The Shining Prince  in Morris’s title is none other than Prince Genji, the aristocratic ladies-man aesthete whose adventures are chronicled in the first two-thirds of The Tale of Genji. The author, Lady Muraski, was a noblewoman in the Heian-era court. Both main character and author are so absorbed in court life that a reader needs a guide like Morris to understand how unique, elite, and remote from other civilizations court life had become.

Genji’s era is known as the Heian, which lasted from 794 to 1185 and marked the rise of Chinese influence in Japan. The country became Buddhist during the preceding Nara period, and the borrowing of Chinese culture continued into the Heian. However, Morris makes an interesting point about the time period depicted by Muraski: that for 100 years the Japanese aristocracy had been purposefully distancing themselves from Chinese influence and retreating into a more insular and uniquely Japanese way of life.
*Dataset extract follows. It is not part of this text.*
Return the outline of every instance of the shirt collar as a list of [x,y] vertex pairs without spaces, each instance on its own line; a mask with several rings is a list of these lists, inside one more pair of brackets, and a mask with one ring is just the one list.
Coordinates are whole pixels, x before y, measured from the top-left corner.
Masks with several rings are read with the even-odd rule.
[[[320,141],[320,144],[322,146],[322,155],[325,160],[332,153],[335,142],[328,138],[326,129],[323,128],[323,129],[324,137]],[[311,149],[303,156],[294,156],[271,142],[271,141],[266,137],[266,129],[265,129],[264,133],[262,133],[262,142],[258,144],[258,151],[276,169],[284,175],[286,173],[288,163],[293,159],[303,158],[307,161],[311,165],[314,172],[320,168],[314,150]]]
This way of life could be extremely strange. Bureaucrats would often start their working day after nightfall and work into the pre-dawn hours, their dreary activities made more lively by drinking rice wine. Their lives were dominated by aesthetics such the turn of a poetic phrase that conjures meaning through allusion (Japanese are masters at speaking indirectly), the quality of a fabric, the thoughtfulness of an incense blend.

Why is this small cast of courtiers and their strange rituals worth studying? Because, Morris argues, they produced a unique and indelible flourishing of literature written by women (Murasaki and her contemporary Sei Shonagon being the most famous) that have not only stood the test of time but become increasingly renowned across the centuries. Only Shakespeare is trailed by more commentary.

The thing that really makes the book stand out to me—its heart, so to speak—is that Morris’s work builds upon Murasaki’s themes of dreamlike reality and impermanence. He writes toward the end:

Throughout the novel…Murasaki rings the changes on the image of dreams and thereby evokes one of her central themes—the nebulous, unreal quality of the world about us, and the idea that our life is a mere ‘bridge of dreams’ (the title of her final book), over which we cross from one state of existence to the next.

When I read this line, I thought that this theme is also a perfect metaphor for Morris’s own work.